GLOBO: E o apoio da Polícia Federal?
BELTRAME: Ela é a minha casa. O Ângelo (Gioia, super intendente da Polícia Federal no Rio) liberou 300 homens e carros. A nossa sorte é que, um dia antes, os agentes tinham feito uma operação. O Ângelo disse: "Eles estão aqui à sua disposição até sexta-feira, Mariano". Montamos um gabinete de crise e ele foi o nosso parceiro nas decisões.
GLOBO: Alguma coisa lhe chamou atenção na operação conjunta com as Forças Armadas?
BELTRAME: O pessoal do Exército e da Marinha era do Rio. Praticamente todos os integrantes tinham uma história com o Alemão. O falso poder dos bandidos de lá estava no imaginário deles e de todo mundo. Agora, a casa do Alemão caiu.
GLOBO: Onde funcionou o quartel-general para solucionar a crise e frear os ataques?
BELTRAME: Foi no meu gabinete. Fazíamos tudo aqui.
GLOBO: O governador Sérgio Cabral participou do planejamento?
BELTRAME: O governador é muito carioca. A gente via um dos pontos de ataque, ele lembrava que já havia estado lá, seja quando criança ou durante a campanha. Ele era um dos mais animados, quebrava o clima pesado.
GLOBO: Qual a maior dificuldade?
BELTRAME: As pessoas que trabalham para o tráfico e não têm antecedentes criminais. Elas podem passar caminhando que você não vai poder prendê-las. Temos que cumprir a lei. O cara só é bandido se for preso em flagrante ou procurado pela Justiça.
GLOBO: Os grandes chefes do tráfico, como FB e Pezão, saíram do morro?
BELTRAME: Eles não estão mais lá.
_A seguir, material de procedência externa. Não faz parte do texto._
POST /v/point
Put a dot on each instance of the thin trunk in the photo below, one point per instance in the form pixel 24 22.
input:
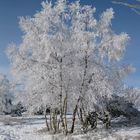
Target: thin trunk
pixel 48 128
pixel 65 114
pixel 74 116
pixel 61 91
pixel 51 128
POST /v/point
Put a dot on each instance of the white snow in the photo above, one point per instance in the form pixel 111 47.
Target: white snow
pixel 33 128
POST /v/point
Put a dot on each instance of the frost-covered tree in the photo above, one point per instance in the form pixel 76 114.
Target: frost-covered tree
pixel 132 95
pixel 5 95
pixel 68 60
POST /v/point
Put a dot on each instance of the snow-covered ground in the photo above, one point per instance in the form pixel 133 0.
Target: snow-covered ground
pixel 33 128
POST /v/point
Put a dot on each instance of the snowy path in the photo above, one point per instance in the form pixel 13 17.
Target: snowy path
pixel 26 128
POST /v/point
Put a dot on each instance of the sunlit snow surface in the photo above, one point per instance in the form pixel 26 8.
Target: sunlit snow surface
pixel 33 128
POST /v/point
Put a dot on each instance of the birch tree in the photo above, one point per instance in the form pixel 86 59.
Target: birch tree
pixel 67 60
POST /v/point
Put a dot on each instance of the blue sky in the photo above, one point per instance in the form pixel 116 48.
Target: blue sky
pixel 125 21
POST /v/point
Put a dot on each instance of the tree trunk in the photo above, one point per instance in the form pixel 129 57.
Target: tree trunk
pixel 47 125
pixel 74 116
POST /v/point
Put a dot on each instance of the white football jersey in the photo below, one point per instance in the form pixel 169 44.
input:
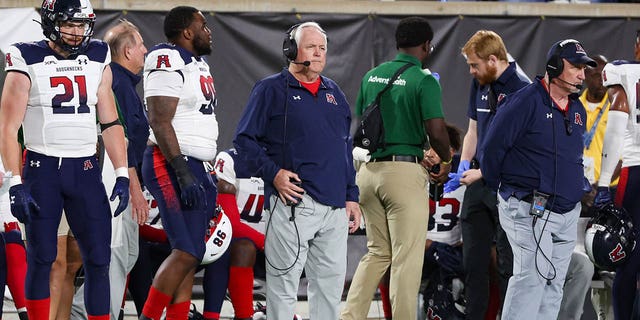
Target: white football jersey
pixel 174 72
pixel 249 189
pixel 446 214
pixel 60 119
pixel 627 74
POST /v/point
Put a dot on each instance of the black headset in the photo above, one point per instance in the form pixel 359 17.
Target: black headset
pixel 289 45
pixel 555 65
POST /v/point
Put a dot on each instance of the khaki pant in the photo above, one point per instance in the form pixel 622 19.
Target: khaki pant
pixel 394 200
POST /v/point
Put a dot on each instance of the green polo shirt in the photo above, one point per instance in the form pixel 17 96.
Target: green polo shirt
pixel 416 96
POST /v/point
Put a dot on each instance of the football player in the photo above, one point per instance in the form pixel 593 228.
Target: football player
pixel 622 138
pixel 55 89
pixel 180 98
pixel 241 195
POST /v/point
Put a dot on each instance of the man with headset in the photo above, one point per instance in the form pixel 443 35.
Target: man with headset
pixel 494 78
pixel 533 152
pixel 296 125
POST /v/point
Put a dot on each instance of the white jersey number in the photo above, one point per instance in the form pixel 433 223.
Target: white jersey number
pixel 67 84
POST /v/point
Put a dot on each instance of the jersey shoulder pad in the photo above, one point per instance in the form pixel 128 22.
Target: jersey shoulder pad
pixel 22 54
pixel 612 74
pixel 165 57
pixel 224 167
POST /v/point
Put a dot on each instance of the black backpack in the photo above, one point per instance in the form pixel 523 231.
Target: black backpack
pixel 370 132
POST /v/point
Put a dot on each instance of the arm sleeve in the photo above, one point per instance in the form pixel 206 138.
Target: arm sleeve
pixel 14 61
pixel 431 98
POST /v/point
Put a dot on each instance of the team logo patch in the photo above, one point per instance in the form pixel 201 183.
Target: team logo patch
pixel 617 253
pixel 87 165
pixel 163 59
pixel 331 99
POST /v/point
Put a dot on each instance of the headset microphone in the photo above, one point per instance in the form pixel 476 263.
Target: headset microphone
pixel 304 63
pixel 577 86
Fugiram.
GLOBO: O senhor acha que eles fugiram pela rede de águas pluviais da comunidade?
BELTRAME: Acredito que muitos devem ter fugido dessa forma.
GLOBO: O que o senhor acha das denúncias de que policiais saquearam casas revistadas?
BELTRAME: Temos que tomar cuidado. Alguns casos são verídicos. Por isso, pedimos às pessoas que procurassem a ouvidora ou a Defensoria Pública.
GLOBO: Qual o próximo passo para a pacificação ficar completa?
BELTRAME: Ainda temos muito o que fazer lá. Temos informações de que há famílias reféns. Se elas abrirem a boca, correm risco de vida. O nosso trabalho não é fácil. Sei que, de madrugada, eles (os bandidos) saem de seus esconderijos para circular na comunidade. O controle total nós só teremos quando vasculharmos tudo. Por isso a necessidade das patrulhas dos policiais militares das unidades de campanha. Depois do trabalho feito, já acertamos com o prefeito para ver a rede de esgoto, retirar as barreiras que os bandidos colocaram. Os dois córregos que passam pelo complexo serão limpos.
GLOBO: O que acontecerá nas outras comunidades ainda sob domínio do tráfico? Muitos bandidos correram para lá.
BELTRAME: Falam de explosivos e de armamento de guerra em outros morros. Todo esse poder acabou. Se houver isso em outras comunidades, a gente se programa e vai. A casa caiu verdadeiramente.
GLOBO: Como foi a recepção dos moradores dos complexos à operação?
BELTRAME: Muito moradores pediram que, pelo amor de Deus, a gente não saia mais do morro. Ainda há alguns bandidos por lá. Eu acho que muitos deles não têm para onde ir.
GLOBO: A vitória foi da polícia?
BELTRAME: O grande ganho foi da sociedade. Sempre disse que a polícia do Rio vai a qualquer lugar e a qualquer hora. Agora provamos que o estado é que manda no território.